In Luke’s account “the Jews” come to designate those who did not embrace Jesus as “the Christ”, preferring to wait for another. They remain Jews. This is also why Luke’s account of Philip in Samaria is so very important for how we understand what it means to be a follower of Jesus of Nazareth now and to confess Him as Lord and Christ. Just as Jesus had refused the request of James and John to condemn the Samaritans for their custom of not giving hospitality to those travelling up to Jerusalem, even when that meant rejecting hospitality to God’s own Son, so now we have to refuse to stop loving those who do not accept that the Messiah has come. Our response now is simply to obey Jesus’ command and to love.

That means we are to love those who, for whatever reason, want to be our enemies. To ignore this and allow enemies to determine our response to them is to capitulate to our own weakness, to avoid facing up to the fact that we are born into societies and cultures which inherit all kinds of enmity. But. by participating in the baptism of the Holy Spirit, through our faith in Jesus Christ, we are called to overcome that enmity and to be agents of reconciliation with love to all our neighbours, whoever they may be. It is also the path that Saul was now on, after Jesus had stopped him so dramatically from carrying out his murderous mission. Saul the Pharisee was becoming Paul the convert.

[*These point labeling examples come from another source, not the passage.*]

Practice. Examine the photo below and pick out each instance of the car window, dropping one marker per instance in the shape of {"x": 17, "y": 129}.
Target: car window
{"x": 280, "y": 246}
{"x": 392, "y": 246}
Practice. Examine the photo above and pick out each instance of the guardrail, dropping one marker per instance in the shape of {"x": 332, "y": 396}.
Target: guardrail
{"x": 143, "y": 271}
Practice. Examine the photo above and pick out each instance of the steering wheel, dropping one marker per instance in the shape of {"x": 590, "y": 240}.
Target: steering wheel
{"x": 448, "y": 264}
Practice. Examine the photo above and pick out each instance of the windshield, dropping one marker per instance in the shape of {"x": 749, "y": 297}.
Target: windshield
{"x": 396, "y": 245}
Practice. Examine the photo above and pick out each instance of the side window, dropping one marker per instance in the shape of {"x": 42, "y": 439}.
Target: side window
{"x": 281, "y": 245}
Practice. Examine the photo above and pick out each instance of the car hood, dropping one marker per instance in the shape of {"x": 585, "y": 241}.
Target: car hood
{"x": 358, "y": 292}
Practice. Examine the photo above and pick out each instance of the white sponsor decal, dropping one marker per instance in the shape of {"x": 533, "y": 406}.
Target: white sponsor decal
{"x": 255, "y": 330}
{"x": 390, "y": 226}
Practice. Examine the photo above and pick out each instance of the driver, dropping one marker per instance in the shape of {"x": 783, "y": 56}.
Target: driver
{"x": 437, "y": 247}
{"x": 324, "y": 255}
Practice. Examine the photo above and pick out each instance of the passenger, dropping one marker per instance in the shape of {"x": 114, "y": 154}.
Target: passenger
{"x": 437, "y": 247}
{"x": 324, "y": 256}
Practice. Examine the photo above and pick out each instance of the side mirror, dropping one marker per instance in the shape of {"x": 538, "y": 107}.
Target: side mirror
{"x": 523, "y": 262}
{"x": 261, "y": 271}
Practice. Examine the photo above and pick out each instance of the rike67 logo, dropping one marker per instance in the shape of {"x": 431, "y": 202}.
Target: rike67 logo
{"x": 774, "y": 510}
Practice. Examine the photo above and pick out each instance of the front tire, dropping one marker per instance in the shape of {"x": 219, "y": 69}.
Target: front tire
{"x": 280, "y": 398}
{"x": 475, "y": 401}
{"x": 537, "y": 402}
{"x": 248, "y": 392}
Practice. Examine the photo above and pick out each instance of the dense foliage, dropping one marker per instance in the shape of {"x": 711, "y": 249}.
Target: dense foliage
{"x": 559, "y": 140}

In our reading of these early chapters of Acts (1-10) we should not too quickly assume that the believers would always, or almost always, be a tiny minority. It was sometimes very difficult for Jewish believers to know how to deal with the zealots and also with those requiring circumcision. The path ahead would become clearer only later, after much difficulty and spiritual wrestling (for example, in Acts 21). Indeed a signature of the future joint ministry of Paul and Barnabas would be that entrance into God’s Kingdom is only possible with great pressure and tension and they came to experience that in their relationship with each other (see Acts 14:21-23 and 15:36-41).